Friday, September 26, 2014

Mary Ruefle / John Ashbery

Mary Ruefle

Thumbing through Mary Ruefle’s Madness, Rack, and Honey: Collected Lectures (Wave Books, 2012), I read (out of “I Remember, I Remember”):
I remember my first Ashbery reading . . . Ashbery was reading from his new book, Three Poems, and he said that it was a lot like watching TV—you could open the book anywhere and begin reading, and flip around the book as much as you wanted to. I remember hating him for saying this. I remember the word sacrilege came to mind. I remember not liking that reading.

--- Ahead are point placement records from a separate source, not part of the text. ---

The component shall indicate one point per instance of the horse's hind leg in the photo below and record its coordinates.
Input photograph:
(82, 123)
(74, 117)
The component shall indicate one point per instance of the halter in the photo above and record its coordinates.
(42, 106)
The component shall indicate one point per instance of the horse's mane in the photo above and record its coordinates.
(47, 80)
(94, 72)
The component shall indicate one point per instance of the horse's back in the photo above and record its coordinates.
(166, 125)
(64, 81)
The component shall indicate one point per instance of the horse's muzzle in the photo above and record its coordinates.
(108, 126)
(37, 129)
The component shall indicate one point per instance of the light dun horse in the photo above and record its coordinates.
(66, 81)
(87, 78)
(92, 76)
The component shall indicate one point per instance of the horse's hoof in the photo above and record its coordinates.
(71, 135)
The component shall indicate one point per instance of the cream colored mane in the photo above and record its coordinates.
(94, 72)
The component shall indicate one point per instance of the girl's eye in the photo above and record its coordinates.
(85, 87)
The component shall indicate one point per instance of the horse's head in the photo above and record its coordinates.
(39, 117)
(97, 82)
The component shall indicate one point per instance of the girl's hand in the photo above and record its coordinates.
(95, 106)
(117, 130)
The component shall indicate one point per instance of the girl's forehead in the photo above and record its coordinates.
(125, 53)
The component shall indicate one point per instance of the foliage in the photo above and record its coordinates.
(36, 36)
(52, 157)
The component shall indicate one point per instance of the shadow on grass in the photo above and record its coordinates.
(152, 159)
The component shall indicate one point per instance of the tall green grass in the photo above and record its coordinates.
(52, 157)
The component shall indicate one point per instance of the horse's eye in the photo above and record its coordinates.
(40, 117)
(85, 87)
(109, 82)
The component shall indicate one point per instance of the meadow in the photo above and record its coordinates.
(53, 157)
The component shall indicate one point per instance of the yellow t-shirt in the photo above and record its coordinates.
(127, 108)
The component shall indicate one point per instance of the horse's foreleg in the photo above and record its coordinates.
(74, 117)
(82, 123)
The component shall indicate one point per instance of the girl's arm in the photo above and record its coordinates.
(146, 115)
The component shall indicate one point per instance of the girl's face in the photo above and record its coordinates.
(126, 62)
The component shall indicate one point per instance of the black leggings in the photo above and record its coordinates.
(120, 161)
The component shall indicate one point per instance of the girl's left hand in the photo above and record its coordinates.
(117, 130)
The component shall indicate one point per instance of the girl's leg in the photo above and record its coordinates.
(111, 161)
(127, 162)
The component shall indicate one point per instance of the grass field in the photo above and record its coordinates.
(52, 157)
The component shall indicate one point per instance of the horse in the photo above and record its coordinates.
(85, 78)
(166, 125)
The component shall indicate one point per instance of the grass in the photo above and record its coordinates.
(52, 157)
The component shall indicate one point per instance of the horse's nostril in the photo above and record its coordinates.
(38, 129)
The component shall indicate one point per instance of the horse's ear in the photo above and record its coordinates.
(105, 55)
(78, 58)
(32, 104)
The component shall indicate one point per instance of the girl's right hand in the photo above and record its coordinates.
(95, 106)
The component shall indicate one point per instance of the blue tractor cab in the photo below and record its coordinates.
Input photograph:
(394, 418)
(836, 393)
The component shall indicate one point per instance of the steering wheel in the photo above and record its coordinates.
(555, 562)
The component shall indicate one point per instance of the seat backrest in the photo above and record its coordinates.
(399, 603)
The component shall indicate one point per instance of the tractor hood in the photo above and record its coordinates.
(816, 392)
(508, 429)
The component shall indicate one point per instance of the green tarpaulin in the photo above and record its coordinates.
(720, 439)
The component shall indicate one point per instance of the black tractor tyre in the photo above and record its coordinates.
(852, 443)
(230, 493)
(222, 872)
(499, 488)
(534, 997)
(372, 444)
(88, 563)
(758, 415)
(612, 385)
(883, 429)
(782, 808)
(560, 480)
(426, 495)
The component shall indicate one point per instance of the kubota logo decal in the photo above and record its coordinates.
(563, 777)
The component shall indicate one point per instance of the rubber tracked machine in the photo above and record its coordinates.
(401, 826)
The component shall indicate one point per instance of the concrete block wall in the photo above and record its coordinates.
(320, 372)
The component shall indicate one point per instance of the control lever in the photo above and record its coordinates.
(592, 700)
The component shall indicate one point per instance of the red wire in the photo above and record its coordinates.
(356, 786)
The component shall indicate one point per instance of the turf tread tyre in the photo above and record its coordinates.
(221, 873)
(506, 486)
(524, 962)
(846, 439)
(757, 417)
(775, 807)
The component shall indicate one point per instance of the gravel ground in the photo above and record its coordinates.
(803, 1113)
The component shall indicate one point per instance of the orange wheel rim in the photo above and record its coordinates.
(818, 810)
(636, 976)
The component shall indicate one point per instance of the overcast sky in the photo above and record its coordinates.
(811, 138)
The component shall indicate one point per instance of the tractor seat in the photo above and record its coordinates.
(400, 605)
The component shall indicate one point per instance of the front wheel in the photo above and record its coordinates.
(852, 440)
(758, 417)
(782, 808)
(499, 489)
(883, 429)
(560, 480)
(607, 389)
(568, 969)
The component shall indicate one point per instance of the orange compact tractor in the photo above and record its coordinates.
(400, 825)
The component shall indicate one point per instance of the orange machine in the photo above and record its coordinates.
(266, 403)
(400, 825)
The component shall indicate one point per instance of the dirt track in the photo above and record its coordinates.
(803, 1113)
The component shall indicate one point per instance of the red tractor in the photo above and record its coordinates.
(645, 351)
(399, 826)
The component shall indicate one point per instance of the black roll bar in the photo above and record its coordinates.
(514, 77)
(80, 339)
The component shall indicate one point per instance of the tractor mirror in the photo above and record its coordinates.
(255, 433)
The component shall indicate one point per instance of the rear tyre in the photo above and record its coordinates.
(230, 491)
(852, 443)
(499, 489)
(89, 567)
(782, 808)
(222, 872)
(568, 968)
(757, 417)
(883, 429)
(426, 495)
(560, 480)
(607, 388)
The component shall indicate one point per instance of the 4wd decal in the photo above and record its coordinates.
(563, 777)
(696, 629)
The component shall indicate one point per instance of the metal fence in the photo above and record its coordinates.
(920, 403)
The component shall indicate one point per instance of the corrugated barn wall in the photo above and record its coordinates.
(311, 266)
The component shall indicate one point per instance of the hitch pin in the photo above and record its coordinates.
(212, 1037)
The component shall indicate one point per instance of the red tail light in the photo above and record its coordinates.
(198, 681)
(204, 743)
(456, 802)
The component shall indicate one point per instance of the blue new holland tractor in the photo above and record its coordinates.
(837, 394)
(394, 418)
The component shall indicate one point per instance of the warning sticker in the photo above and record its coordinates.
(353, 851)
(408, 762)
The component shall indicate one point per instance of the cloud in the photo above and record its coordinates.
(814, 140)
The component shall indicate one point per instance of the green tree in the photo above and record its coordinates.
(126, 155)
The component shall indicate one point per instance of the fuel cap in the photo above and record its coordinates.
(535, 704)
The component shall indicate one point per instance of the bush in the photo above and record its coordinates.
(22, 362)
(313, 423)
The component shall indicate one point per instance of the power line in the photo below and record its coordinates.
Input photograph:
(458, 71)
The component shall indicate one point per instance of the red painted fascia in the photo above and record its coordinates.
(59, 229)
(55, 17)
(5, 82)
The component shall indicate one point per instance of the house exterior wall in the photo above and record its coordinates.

I remember, two years later, reading Three Poems on a grassy slope while across the road three men put a new roof on an old house, and I was in love with one of them. I could watch the men working as I read. I remember that everything I was reading was everything that was happening across the way—I would read a little, then look up, read a little, then look up, and I was blown apart by the feeling this little book was about my life at that moment, exactly as I was living it. I remember loving the book . . .
“A lot like watching TV”: and I recall Ashbery’s remark in The Paris Review interview (c. 1983): “I feel that poetry is going on all the time inside, an underground stream. One can let down one’s bucket and bring the poem back up. . . . It will be not dissimilar to what I have produced before because it is coming from the same source, but it will be dissimilar because of the different circumstances of the particular moment.” Or, pushing into recall’s never-ending reaches and hinterlands, I hunt up V. N. Vološinov’s Marxism and the Philosophy of Language (written in the late 1920s, published in English translation in 1973) in order to re-read the formula:
Language cannot properly be said to be handed down—it endures but it endures as a continuous process of becoming. Individuals do not receive a ready-made language at all, rather, they enter upon the stream of verbal communication; indeed, only in this stream does their consciousness first begin to operate.
Perfect moment, therefore, to dip randomly into Three Poems (1972) in a humor of sortes Ashberianae, to verify and release the moment’s becoming. Here (out of “The New Spirit”):
. . . I am afraid that you will never see your way clear through the velleities of the excursion to that other shore, eternal despite its finite nature, of acquisitions, suggestions and hints, useful, irregular: the exposed living that is going on, and of which you are a part, so that it could be said to exist only for you. You are too close to this happy state for it to matter for you. But meanwhile I am to include everything: the furniture of this room, everyday expressions, as well as my rarest thoughts and dreams, so that you may never become aware of the scattered nature of it, and meanwhile you are it all, and my efforts are really directed toward keeping myself attached, however dimly, to it as it rolls from view, like a river which is never really there because of moving on someplace. And so the denser moments of awareness are yours, not the firm outline I believe to be mine and which is probably a hoax as well: it contains nothing after all, only a few notions of how life should be lived that are unusable because too general.
Or here (turning a few pages):
. . . it dawned on him all of a sudden that there was another way, that this horrible vision of the completed Tower of Babel, flushed in the sunset as the last ceramic brick was triumphantly fitted into place, perfect in its vulgarity, an eternal remainder of the advantages of industry and cleverness—that terror could be shut out—really shut out—simply by turning one’s back on it. As soon as it was not looked at it ceased to exist.
The “firm outline” a “hoax” and the “terror” of a “completed Tower of Babel”—both suggesting the ongoing refusal of language’s “finish.”